The study result has been and will be shared with apple growers, tree fruit industry, and research community through:

  • Presentation and workshop in IFTA 65th Annual Conference and Tours held at Hershey and Biglerville, Pennsylvania on February 12-15, 2022: "UAV Mapping: Applications Towards Frost Management and Blossom Thinning."
  • Presetation in 2022 ASABE Annual International Meeting held at Houston, Texas on July 17-20, 2022: "Apple Blossom Density Estimation and Mapping Through UAV‐Based RGB Photogrammetry."
  • Journal article which is submitted and currently under review: "Yuan, Wenan; Weiyun Hua; Paul Heinz Heinemann; Long He. UAV Photogrammetry-Based Apple Orchard Blossom Density Estimation and Mapping."

Project Outcomes

Project outcomes:

This project demonstrated that current commercial drones with appropriate data processing techniques such as photogrammetry can be a low-cost, convenient tool for farmers to monitor and assess crop growth status. The blossom density maps with high spatial resolution generated by the proposed algorithm allow apple growers to precisely identify orchard regions with undesirably high blossom densities, hence less cost associated with manual labor, chemical thinner, or fuel might be required. Additionally, in-time, optimal blossom thinning implies higher fruit yield with better marketable values. Less unnecessary chemical thinner spraying also indicates a more environment-friendly orchard management style, hence contributing to the sustainability of agriculture.

Knowledge Gained:

Through this project, the strengths and limitations of photogrammetry software for plant 3D model reconstruction as well as optimal drone flight setup such as flight speed, flight altitude, and camera pitch angle to achieve higher reconstructed point cloud quality were learned. It was also realized that significant manpower can be required for the ground truthing process in precision agriculture research such as counting flowers due to the complexity of crop structure and the large number of targets.
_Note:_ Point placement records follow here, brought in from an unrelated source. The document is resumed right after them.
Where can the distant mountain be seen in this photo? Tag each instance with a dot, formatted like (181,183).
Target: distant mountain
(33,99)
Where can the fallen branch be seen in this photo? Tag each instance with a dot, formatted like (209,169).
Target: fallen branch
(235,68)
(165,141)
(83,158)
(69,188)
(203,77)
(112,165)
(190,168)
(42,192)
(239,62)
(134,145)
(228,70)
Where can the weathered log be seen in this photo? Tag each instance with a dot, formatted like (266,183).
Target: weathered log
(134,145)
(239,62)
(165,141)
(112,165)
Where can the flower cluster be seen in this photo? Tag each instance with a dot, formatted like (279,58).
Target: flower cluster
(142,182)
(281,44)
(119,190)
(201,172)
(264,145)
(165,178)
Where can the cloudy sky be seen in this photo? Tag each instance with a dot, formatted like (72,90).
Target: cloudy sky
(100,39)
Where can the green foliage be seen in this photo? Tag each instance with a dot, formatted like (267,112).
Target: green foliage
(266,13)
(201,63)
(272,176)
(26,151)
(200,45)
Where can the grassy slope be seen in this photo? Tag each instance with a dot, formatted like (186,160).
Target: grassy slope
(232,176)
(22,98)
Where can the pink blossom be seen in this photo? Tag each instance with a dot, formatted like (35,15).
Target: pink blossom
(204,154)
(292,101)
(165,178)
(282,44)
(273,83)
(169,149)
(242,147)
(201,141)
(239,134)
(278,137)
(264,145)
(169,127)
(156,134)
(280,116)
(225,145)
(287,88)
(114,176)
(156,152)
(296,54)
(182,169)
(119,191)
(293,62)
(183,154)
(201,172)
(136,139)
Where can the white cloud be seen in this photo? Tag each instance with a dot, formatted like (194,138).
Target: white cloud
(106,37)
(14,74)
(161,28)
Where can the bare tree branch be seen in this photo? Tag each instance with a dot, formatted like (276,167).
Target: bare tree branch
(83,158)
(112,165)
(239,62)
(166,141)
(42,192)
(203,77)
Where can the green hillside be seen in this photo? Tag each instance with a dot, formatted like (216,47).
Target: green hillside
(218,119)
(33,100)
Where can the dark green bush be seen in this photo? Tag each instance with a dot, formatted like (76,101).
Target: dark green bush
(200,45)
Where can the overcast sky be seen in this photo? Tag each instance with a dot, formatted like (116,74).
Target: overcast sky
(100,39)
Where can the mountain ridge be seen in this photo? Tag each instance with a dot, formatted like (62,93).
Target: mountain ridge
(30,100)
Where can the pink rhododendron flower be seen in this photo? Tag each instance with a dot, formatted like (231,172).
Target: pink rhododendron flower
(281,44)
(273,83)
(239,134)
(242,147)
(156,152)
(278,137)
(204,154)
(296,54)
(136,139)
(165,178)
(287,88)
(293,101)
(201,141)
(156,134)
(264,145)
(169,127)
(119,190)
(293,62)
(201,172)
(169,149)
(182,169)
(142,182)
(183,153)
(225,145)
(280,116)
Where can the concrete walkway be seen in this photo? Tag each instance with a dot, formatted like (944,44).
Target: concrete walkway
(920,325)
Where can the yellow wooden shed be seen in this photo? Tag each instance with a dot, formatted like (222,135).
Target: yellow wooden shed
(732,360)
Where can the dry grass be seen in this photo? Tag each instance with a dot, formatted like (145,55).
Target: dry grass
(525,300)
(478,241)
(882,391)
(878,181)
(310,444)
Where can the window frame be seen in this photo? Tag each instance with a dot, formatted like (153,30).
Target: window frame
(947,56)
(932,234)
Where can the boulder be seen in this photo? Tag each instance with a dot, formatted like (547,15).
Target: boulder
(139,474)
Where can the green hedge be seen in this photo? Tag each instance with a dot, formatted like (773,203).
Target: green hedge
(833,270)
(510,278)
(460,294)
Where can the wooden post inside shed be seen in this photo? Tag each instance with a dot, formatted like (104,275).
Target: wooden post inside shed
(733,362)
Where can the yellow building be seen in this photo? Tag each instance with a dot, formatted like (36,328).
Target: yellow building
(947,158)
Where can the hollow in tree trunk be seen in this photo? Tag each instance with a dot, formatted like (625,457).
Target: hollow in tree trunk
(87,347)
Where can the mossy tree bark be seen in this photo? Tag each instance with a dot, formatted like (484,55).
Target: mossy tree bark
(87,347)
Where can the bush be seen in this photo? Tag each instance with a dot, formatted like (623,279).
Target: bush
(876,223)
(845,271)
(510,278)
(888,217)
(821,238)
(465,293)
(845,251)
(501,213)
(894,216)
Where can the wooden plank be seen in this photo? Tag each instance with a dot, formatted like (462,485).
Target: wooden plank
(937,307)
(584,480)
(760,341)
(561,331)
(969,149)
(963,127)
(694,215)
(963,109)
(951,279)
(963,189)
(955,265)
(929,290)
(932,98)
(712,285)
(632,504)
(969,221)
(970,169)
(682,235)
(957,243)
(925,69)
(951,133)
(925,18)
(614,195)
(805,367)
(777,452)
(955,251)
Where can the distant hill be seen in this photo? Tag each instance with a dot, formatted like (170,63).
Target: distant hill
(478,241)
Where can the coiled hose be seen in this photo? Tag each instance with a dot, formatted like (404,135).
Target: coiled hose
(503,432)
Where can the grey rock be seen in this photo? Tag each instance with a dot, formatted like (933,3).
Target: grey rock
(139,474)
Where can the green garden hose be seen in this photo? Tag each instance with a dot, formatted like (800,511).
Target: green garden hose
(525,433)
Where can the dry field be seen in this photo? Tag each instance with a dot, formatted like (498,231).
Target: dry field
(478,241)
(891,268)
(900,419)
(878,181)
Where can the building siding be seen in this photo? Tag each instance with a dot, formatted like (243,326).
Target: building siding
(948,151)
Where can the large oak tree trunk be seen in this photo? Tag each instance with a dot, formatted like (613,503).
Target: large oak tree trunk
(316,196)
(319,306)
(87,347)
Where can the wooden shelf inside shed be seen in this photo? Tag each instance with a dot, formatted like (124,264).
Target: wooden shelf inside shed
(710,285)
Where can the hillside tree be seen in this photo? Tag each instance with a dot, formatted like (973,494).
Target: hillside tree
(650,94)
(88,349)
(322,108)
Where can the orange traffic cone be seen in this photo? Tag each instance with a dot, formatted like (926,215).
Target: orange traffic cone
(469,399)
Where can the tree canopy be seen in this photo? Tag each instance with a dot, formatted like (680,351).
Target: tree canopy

From a proof-of-concept standpoint, the potential of modern sensing and robotics technologies in improving the sustainability of agriculture by allowing precise and site-specific managements has been well-demonstrated in existing literature as well as this study. However, there is still a large gap between academic research and actual agricultural production in terms of technology adoption. Future research should focus on the engineering aspect of sensor-powered robotics, such as testing and improving the robustness of developed algorithm and hardware system for diverse environments, as well as designing user-friendly software interfaces and compact sensing systems.

Any opinions, findings, conclusions, or recommendations expressed in this publication are those of the author(s) and do not necessarily reflect the view of the U.S. Department of Agriculture or SARE.